Mi camino de Damasco tuvo dos 'caídas de caballo': en el
Bajo de Guía sanluqueño, de la mano de los hermanos Bigote, en cuanto a la gamba
blanca; en el desaparecido Ca'Sento de Raúl Aleixandre (padre), en Valencia,
para la que llamamos roja.
Hoy soy devoto de las gambas; la roja, concretamente, me
parece uno de los mejores regalos que ha hecho Poseidón al género humano. Si se
lo hubiera ofrecido a los atenienses en su día, estos no hubieran consagrado su
ciudad a Atenea.
Hablamos de gamba roja. En realidad, oficialmente (según
la FAO) es gamba rosada: hay otra más roja, pero no frecuenta las aguas del
Mediterráneo occidental, prefiere nadar por mares turcos. Rosada, pero la
seguiremos llamando roja, y seguiremos apreciando las desembarcadas en lugares míticos
como Palamós, Denía, Garrucha, Mallorca...
¿De dónde viene el vocablo? Sabemos de dónde vienen las
mejores gambas, pero ¿de dónde viene la propia palabra? Hay que decir que,
hasta los años 30 del siglo pasado, gamba significaba sencillamente, como en
italiano, la parte del animal comprendida entre la rodilla y el pie. El Diccionario
nos dice que esa acepción es desusada, pero el habla juvenil la ha recuperado, y
hoy se habla de «meter la gamba» por meter la pata.
La búsqueda de gambas en los libros de Covarrubias y
Corominas nos dirige siempre a la extremidad inferior. Hay que buscar la voz
camarón para llegar al fondo de la cuestión. Camarón deriva de cámaro, y éste
del latín cammarus, que viene del griego kammaros. En italiano pasó a ser primero
gambaro y luego gambero; en castellano dio camarón, pero también cámbaro, que
es un cangrejo más parecido a la nécora.
Gambero, que según Covarrubias viene del hecho de que
estos crustáceos tienen muchas patas o gambe, se hizo esdrújula en castellano, y
así aparece en el 'Arte de Cozina' de Francisco Martínez Montiño, que fue
cocinero de tres Felipes: el II, el III y el IV.

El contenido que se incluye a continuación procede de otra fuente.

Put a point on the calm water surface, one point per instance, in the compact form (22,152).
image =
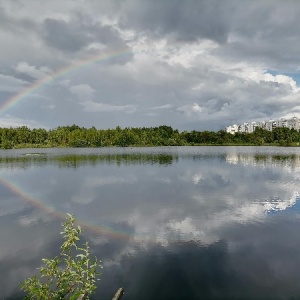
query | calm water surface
(167,223)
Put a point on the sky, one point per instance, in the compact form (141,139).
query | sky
(189,64)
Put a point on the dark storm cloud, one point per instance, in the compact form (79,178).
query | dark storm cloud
(183,20)
(80,32)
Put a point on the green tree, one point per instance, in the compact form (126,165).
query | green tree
(69,275)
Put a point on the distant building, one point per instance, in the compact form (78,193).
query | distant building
(232,129)
(293,123)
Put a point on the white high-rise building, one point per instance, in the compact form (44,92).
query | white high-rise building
(293,123)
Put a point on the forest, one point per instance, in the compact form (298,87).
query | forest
(75,136)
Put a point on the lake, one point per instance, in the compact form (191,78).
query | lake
(167,223)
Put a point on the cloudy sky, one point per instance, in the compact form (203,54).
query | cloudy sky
(190,64)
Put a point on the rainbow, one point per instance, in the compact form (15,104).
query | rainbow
(32,201)
(39,84)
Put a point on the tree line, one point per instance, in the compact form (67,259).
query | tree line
(75,136)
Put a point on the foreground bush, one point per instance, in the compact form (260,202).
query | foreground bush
(70,275)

En ese libro, publicado el mismo año (1611) que el de
Covarrubias, dice: «Estos pescadillos de conchas, que se llaman mariscos, como son
los cangrejos, pesebres (se refiere a los percebes), gámbaros, almejas y otros
muchos, todos son buenos cocidos con agua, sal y pimienta, porque es mucho
gusto descascados y comer los tuétanos... ».
En fin, resumiendo: la palabra pasó al catalán como
gamba, y de ahí al castellano. Y no fue hasta 1936 cuando entró con el
significado actual en el Diccionario, en su décimo sexta edición.
Hay una cosa que me intriga mucho. En el excelente e
interesantísimo libro 'El Gizado Sefaradi', escrito en ladino por Moshe Shaul, Aldina
Quintana Rodríguez y Zelda Ovadia y editado a mediados de los pasados 90 por
Ibercaja, aparece una 'salata de gambas asadas'. Curioso: los judíos no comen
marisco, no tiene escamas. Es una ensalada... de pimientos.
Cuando los judíos fueron expulsados de España, en 1492, nadie
usaba la palabra gamba para referirse a un marisco. Por otra parte, los
primeros pimientos los trajo Colón de las Indias Occidentales en 1493. ¿Cómo llegó
la palabra gamba a significar pimiento en el castellano de los sefardíes? Una
cuestión cuya respuesta ignoro y que me encantaría conocer.
GAMBAS
A LA PLANCHA CON ALBARIÑO. Al grano. Aprovechando la inauguración
de una nueva pescadería en el barrio, nos hicimos con unos bonitos ejemplares
de gamba roja. Ya en casa, dispusimos una sartén de hierro, cuyo fondo cubrimos
generosamente con sal marina. Puesta sobre el calor culinario, esperamos a que
estuviese bien caliente. Colocamos las gambas, una junto a otra, sin solaparse;
por encima, un poco más de sal gorda. Al minuto las volteamos, y rociarnos las
cabezas con apenas unas gotas de aceite perfumado con ajo y guindilla. Un
minuto más y retiramos la sartén; dejamos reposar quizá otro minuto, y a la mesa,
en íntima relación con un excelente albariño de las Rías Baixas, para unir dos mares.
Deliciosa experiencia.
Dejemos claro que los tiempos son orientativos: se trata
de que el interior de la cabeza quede bien jugoso, pero que el caldo que suelte
no tenga un color verde negruzco, y la textura de la cola resulte firme, destacando
un maravilloso contraste entre rusticidad y elegancia. Vamos, que estén hechas;
poco, pero hechas.
Habrá quien diga que la receta no es la ortodoxa. Pues
no. Ni falta que hace. Porque, uno, no creo en la ortodoxia tampoco en cocina, y,
dos, esas gambas estaban hechas a nuestro gusto. Y nos supieron a gloria, y más
con todas las historias que llevan dentro. Que ya dejó escrito lord Bertrand
Russell que cuanto más se sabe de una cosa, más gusta ésta. Qué razón tenía el
Nobel de literatura del 50.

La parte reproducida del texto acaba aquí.